Analyst ABI Research predicts standalone virtual reality applications to be the main driver of substantial growth as the market strikes right balance between price, performance and ease of setup

Once seen as a technology waiting for an application, virtual reality (VR) has grown in importance in commercial sectors thanks to the availability of 5G networks enabling high-end mobile video.

This commercial use is growing the VR market at a 45.7% compound annual growth rate (CAGR) from 2019 to 2024, finds a study from ABI Research.

If realised, this would mean that the VR market would surpass $24.5bn in revenues by 2024, according to ABI’s Virtual reality market data: devices, verticals and value chain report.

The report suggests that standalone VR will be the main driver of this growth, expected to account for over 70% of shipments by 2024, as it finds the optimal balance between price, performance and ease of setup.

Drilling down into what technologies were driving the market, ABI found that the successful launch of Oculus Quest head-mounted display (HMD) in 2019 highlighted the capability of six degrees of freedom (6DoF) standalone VR solutions to replicate more immersive experiences of tethered systems while remaining portable.

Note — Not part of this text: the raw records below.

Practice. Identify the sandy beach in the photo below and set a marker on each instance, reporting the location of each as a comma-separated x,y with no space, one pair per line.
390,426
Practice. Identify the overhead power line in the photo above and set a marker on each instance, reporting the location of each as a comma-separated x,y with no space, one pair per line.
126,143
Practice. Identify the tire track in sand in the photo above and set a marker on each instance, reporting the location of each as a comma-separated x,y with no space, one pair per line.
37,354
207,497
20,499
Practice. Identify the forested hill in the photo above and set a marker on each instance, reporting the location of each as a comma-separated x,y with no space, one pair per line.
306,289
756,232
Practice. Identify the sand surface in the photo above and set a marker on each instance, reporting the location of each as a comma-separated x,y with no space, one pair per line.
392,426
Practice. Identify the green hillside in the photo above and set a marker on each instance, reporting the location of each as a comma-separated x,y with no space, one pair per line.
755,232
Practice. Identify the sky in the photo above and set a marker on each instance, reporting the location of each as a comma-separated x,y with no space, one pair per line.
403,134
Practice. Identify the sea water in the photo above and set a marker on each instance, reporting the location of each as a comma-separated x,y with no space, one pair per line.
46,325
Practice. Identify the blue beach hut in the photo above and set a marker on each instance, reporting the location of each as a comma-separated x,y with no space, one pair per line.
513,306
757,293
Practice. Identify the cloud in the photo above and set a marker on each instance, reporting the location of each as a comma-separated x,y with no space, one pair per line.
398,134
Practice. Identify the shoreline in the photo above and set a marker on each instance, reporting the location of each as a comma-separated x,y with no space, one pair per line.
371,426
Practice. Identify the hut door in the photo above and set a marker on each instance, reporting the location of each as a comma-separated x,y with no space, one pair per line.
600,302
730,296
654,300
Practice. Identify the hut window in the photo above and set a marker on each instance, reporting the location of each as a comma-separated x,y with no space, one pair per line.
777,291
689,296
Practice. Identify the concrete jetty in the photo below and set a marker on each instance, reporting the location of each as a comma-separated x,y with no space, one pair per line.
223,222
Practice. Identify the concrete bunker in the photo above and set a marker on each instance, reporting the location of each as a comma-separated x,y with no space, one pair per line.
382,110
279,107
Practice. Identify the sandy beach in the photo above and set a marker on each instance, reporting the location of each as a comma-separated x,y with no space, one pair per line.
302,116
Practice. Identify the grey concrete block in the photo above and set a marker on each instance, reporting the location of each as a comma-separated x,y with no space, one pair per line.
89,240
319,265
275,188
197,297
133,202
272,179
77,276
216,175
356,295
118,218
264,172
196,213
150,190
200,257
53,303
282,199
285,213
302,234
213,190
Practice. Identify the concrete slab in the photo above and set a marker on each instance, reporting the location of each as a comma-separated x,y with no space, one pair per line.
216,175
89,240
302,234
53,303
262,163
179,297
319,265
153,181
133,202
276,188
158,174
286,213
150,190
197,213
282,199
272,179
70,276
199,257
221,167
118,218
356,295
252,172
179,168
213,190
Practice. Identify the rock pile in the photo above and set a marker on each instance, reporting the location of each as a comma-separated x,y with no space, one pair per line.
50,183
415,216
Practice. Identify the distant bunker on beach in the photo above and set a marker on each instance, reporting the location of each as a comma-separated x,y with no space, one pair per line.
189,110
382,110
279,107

This, said ABI, was a key attribute for the commercial and enterprise markets where applications such as training are gaining traction and acceptance.

Assessing the potential segments in terms of their value, ABI calculated that by revenue, the commercial and enterprise markets are expected to eclipse the consumer segment by 2021, with healthcare; retail; architecture, engineering and construction (AEC); education; and location-based VR seeing early traction and expected to continue pushing this market forward.

The analyst believes that while VR has yet to live up to its early expectations, there was positive momentum and strong activity beyond the mainstream’s vision, said ABI research principal analyst Michael Inouye.

“VR had a less than stellar start, and while it’s still a long-time horizon, some of the building blocks have solidified, affording VR the time it needs to reach its potential across verticals,” he said.

“Training and 3D visualisation are the most common use cases, but other applications like virtual meetings and productivity will become increasingly common as hardware and platforms improve and evolve.

“Overall, 2019 was a mixed bag for VR, but the good [parts] were solid steps forward. Some highs from new products like Oculus Quest and Rift S, HTC Vive Cosmos, Valve Index, and Varjo’s impressive enterprise HMDs, came along with some new lows, like Google ending development of Daydream and open-sourcing Cardboard, which leaves this segment in a bleak situation. But HMD viewers could, in time, help bring this segment back from the brink.”

ABI called standalone VR a standout technology that is shaping up well, addressing many of the early issues and meeting early expectations. This bodes well for both the consumer and enterprise markets, it added, with take up certain to come as 5G networks proliferate in the major markets worldwide.

At the end of 2019, BT demonstrated two potentially hugely lucrative use cases in 5G-enabled VR in engineering and planning at Belfast Harbour and in healthcare with the Universities of Birmingham.